Santi Coch

Personal information
- Full name: Santiago Coch Castillo
- Date of birth: 27 May 1960
- Place of birth: Vimbodí i Poblet, Spain
- Date of death: 12 September 2024 (aged 64)
- Position(s): Left-back

Youth career
- Gimnàstic

Senior career*
- Years: Team / Apps / (Gls)
- 1977–1994: Gimnàstic / 464 / (5)
- 1978–1979: → La Cava (loan) / 27 / (0)
- Total:  / 491 / (5)

Managerial career
- 2005–2010: Pobla Mafumet
- 2017–2019: Gimnàstic (assistant)

= Santi Coch =

Spanish footballer and manager (1960–2024)

Santiago "Santi" Coch Castillo (27 May 1960 – 12 September 2024) was a Spanish football player and manager.
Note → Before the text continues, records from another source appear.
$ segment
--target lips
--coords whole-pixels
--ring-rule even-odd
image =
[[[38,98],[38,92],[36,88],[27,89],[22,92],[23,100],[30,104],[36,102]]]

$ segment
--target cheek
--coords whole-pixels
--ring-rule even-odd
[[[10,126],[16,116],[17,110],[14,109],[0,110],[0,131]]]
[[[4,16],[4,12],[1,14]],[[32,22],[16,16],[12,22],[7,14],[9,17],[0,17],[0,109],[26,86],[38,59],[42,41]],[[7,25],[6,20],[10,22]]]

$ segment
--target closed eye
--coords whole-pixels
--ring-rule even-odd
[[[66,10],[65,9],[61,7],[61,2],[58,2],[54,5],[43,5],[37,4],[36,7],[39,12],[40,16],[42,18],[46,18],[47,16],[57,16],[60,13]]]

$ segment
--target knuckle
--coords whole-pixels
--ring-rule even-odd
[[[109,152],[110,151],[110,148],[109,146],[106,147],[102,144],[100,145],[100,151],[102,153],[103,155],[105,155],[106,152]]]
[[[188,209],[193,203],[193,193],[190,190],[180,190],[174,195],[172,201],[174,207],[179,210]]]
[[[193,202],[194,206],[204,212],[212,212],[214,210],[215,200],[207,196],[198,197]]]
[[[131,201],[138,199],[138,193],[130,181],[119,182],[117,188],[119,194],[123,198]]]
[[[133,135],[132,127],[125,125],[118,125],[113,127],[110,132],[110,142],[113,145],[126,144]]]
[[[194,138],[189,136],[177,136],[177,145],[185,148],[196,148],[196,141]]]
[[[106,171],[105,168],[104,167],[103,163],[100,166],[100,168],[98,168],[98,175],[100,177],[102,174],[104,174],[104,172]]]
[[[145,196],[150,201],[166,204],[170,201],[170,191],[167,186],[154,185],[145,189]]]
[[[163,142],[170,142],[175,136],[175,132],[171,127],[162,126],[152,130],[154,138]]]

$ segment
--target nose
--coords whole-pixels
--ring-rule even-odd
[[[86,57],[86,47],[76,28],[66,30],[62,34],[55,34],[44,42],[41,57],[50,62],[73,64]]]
A left-back, he represented Gimnàstic over the course of 17 campaigns, appearing in 528 official matches.

==Playing career==
Born in Vimbodí i Poblet, Tarragona, Catalonia, Coch made his senior debut with Gimnàstic de Tarragona in 1977, aged only 17, as his side achieved promotion from the Tercera División. Another promotion followed, and he made his professional debut on 16 September 1979, starting in a 3–2 home win against Deportivo de La Coruña in the Segunda División.

Coch appeared in 23 matches during the 1979–80 season, as Nàstic suffered immediate relegation after finishing 19th. He appeared in Segunda División B but also in the fourth tier for the remainder of his career, retiring in 1994.

==Managerial career==
In 2005 Coch was appointed manager of Gimnàstic's farm team, CF Pobla de Mafumet. In 2010, he was relieved of his duties, being immediately included in Gimnàstic's backroom staff.

On 9 September 2017, after Lluís Carreras' dismissal, Coch was appointed Rodri's assistant in the first team.

==Personal life and death==
Coch's family is widely related to football. His older brother Enric was a goalkeeper, while his twin brother Ramón was a forward. His two sons Joel and Denis (both midfielders) represented Pobla, and his nephew Aleix is also a defender.

Coch died on 12 September 2024, at the age of 64.